The evidence-based PLAN (Pregnancy, Lifestyle, Activity and Nutrition) app collects data from pregnant women and provides interactive feedback to help them achieve healthy gestational weight gain and maintain diet and exercise during pregnancy.

A clinical trial involving women birthing at the Joondalup Health Campus (JHC) showed that after 12 weeks of using the PLAN app, the intervention group had a significantly improved diet, improved measured motivation to change their lifestyle, and lower infant weight at three months of age, compared to a control group.

The results led JHC – in consultation with its antenatal clinic, dietetics, paediatric and obstetric departments, and the Perth Pregnancy Clinic – to endorse wider roll-out of the PLAN app and it is now being embedded in routine clinical practice in the antenatal clinic.

Clinical researcher Associate Professor Rae-Chi Huang, who led the PLAN study, said that previously there had been no formalised way of addressing overweight and obesity in mothers who came to JHC to have their baby.

“JHC has 3,500 births each year and we found that more than 40 per cent of these mothers enter pregnancy overweight or obese,” Associate Professor Huang said.  

JHC antenatal clinic now includes information on the PLAN app as part of its obstetric welcome pack, delivered to all women birthing at the hospital. 

“Having the app certainly helps with difficult conversations around weight gain in pregnancy that may assist women getting intervention and support at an appropriate time in pregnancy,” JHC antenatal clinic midwife Nicole Shaw said.

Associate Professor Huang believes the PLAN app will help many women maintain a focus on good health during their pregnancy journey.

“We are seeing an increasing number of studies promoting healthy gestational weight gain, but a limitation of many of these interventions is the reliance on support from research staff or health professionals, restricting the reach and scalability to larger sections of the community,” she said.

“With the JHC antenatal clinic offering the digital delivery of these interventions through the PLAN app, it offers a low-cost, easy access method to augment their health professional care.”

The Western Australian Health Translation Network awarded Federal Budget funds for the Rapid Applied Research Translation program to conduct this work in the antenatal area of Joondalup Health Campus.

The ORIGINS Project is a collaboration between the Telethon Kids Institute and Joondalup Health Campus, which is part of Ramsay Health Care.

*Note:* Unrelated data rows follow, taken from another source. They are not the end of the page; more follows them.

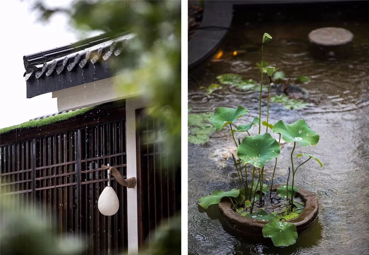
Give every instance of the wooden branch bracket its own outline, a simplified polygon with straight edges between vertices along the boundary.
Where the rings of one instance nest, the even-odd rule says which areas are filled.
[[[109,169],[110,173],[115,177],[118,183],[123,186],[125,186],[129,189],[132,189],[136,186],[137,181],[136,177],[131,177],[124,179],[120,172],[115,167],[103,165],[101,168],[104,170]]]

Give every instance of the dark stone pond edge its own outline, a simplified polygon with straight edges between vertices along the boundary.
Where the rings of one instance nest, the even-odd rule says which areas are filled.
[[[273,191],[281,185],[273,187]],[[294,219],[286,220],[296,226],[297,233],[305,230],[315,220],[318,216],[319,205],[318,198],[312,192],[300,187],[297,195],[305,202],[305,208],[300,214]],[[268,221],[239,215],[232,209],[232,203],[229,199],[223,199],[218,205],[220,213],[228,223],[230,230],[235,234],[243,237],[254,239],[263,238],[262,229]]]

The project is funded by the Paul Ramsay Foundation and the Commonwealth Government through Telethon.

Researchers increasingly understand that an individual’s lifetime health and disease may be programmed at a very early stage, while a child is still in the womb. It was this knowledge which spurred The ORIGINS Project, a collaboration between Telethon Kids Institute and Joondalup Health Campus which is looking at the impact of the early environment on short and long-term health outcomes.

One of the most comprehensive studies of pregnant women and their families in Australia to date, ORIGINS is collecting detailed information from 10,000 families over a decade on how a child’s early environment and parents’ physical health and genetics influence the risk of a wide range of diseases and conditions such as asthma, eczema, food allergies, hay fever, diabetes, obesity and autism.

Even small changes in infant weight have the potential to change future obesity trajectories, leading to a lifetime of improved health.

With obesity affecting 25 per cent of Australian children, the PLAN study was embedded as a sub-project of The ORIGINS Project to try to address the issue early on.